There’s a drug problem in Canada. Part of it involves the recreational misuse of drugs, but another large aspect stems from drugs that doctors prescribe as treatment. Utilizing drugs for their unintended purposes cause deaths and health consequences throughout the country. Termed “off-label” prescriptions, a study from McGill released last April found that 11 per cent of prescriptions are used to treat illnesses for which they haven’t been approved by Health Canada.
The McGill study used the Medical Office of the XXI Century (MOXXI) electronic health records in Quebec to document and link treatment indication to the prescribed drug. The McGill researchers found the underlying causes for off-label prescription to likely be doctors’ lack of knowledge about drugs, and a scarcity of approved or effective medication. It was also found that anticonvulsants (66 per cent), antipsychotics (44 per cent), and antidepressants (33 per cent) are the most commonly used drugs for unregulated purposes. For example, anxiety medication may be prescribed to treat someone with insomnia.
Dr. Robyn Tamblyn, scientific director of the Canadian Institutes of Health Research (CIHR), and a researcher here at McGill, recognizes that off-label prescriptions are a reality in the health care system, but thinks that there is insufficient research on the topic. Further inquiry is important, she says, because of the drugs’ potentially lethal side effects. The drug tiagabine, for instance, is an anti-convulsive medication, meant to treat seizures; but when used as a treatment for pain, it has the side effect of causing seizures. Another example is a treatment for acne, which has been linked to nine deaths in Canada since 2000 when used as birth control.

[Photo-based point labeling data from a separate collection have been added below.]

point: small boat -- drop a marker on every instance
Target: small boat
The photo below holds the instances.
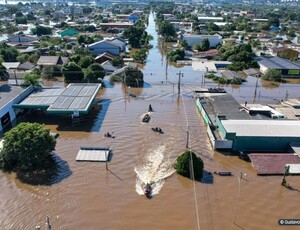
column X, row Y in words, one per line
column 146, row 118
column 223, row 173
column 244, row 156
column 150, row 109
column 157, row 130
column 109, row 135
column 148, row 190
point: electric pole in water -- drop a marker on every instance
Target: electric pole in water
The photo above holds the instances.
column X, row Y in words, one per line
column 179, row 76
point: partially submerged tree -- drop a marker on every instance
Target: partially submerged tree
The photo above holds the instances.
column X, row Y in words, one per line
column 72, row 72
column 26, row 147
column 184, row 163
column 94, row 73
column 272, row 75
column 134, row 77
column 31, row 79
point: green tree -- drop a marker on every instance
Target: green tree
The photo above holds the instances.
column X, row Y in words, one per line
column 94, row 73
column 8, row 53
column 134, row 35
column 31, row 79
column 23, row 58
column 117, row 61
column 26, row 147
column 272, row 75
column 140, row 56
column 202, row 46
column 166, row 29
column 184, row 162
column 30, row 17
column 41, row 30
column 86, row 61
column 19, row 14
column 72, row 72
column 133, row 77
column 175, row 55
column 21, row 20
column 34, row 58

At the Senate committee on Social Affairs, Science and Technology earlier this month, Tamblyn proposed the idea of a monitoring system for regulating drug prescriptions. Despite previous rejection for regulation by Health Canada, Tamblyn will propose the idea to the body again later this month. A major impediment to creating a monitoring system is that, in most provinces, save for Quebec, doctors are not required to indicate what a prescription is for. A monitoring system in the works would require doctors and pharmacists to make note of whether a drug is off-label, and the reason for prescribing it. Provinces already keep administrative data of which drugs are dispensed to the population. However, some sort of overarching national-level cooperation is crucial to developing this monitoring system. Allowing the provincial databases to share information would help researchers track the effects of drugs, such as if they have negative side effects, or could potentially treat a different condition.

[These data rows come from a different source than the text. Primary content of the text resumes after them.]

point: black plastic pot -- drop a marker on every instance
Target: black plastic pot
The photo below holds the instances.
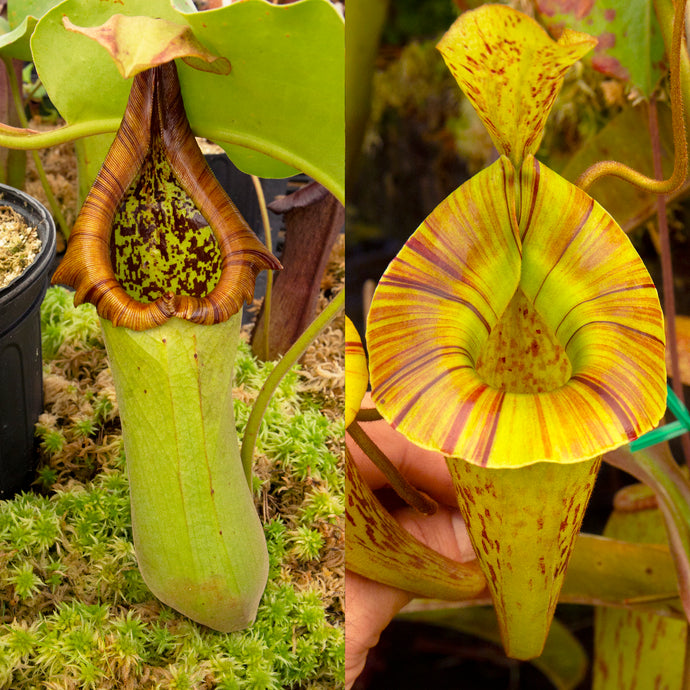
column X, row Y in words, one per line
column 21, row 376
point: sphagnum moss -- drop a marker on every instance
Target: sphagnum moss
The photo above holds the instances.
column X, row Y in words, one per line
column 74, row 611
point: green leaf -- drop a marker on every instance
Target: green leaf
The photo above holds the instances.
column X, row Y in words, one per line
column 280, row 109
column 637, row 647
column 563, row 661
column 630, row 46
column 174, row 389
column 609, row 572
column 22, row 17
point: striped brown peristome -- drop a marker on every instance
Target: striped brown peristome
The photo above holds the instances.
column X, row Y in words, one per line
column 155, row 118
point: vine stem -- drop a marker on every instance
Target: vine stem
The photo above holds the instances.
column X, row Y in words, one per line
column 667, row 270
column 413, row 497
column 19, row 106
column 680, row 165
column 27, row 139
column 269, row 277
column 251, row 431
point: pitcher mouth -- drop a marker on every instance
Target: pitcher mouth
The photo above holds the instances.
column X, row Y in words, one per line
column 205, row 288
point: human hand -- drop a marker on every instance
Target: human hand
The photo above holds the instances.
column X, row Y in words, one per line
column 370, row 605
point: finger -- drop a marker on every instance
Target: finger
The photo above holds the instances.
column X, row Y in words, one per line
column 369, row 608
column 370, row 605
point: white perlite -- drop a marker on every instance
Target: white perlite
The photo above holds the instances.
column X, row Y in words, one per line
column 19, row 245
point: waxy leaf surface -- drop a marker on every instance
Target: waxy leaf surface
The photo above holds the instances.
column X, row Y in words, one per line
column 495, row 261
column 637, row 647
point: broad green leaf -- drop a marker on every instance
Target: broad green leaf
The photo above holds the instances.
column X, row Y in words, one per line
column 633, row 647
column 15, row 43
column 609, row 572
column 523, row 523
column 280, row 108
column 377, row 547
column 174, row 390
column 356, row 373
column 563, row 661
column 22, row 16
column 511, row 71
column 465, row 363
column 630, row 46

From a financial perspective, creating a database may be beneficial for the provinces. Sharing information on the side effects of drugs will allow doctors to avoid causing unintended harm through drug prescription, and allow them to make better use of the resources already at their disposal.
“It will give us a very novel way of looking at the safety and effectiveness of drugs,” said a contributing McGill researcher, Dr. Tewodros Equale, in an interview for AlumniOnlineCommunity.
Regulation of off-label prescriptions could lead to the next big medical breakthrough; but the bottom line is that regulating off label prescriptions will help protect the health of Canadians.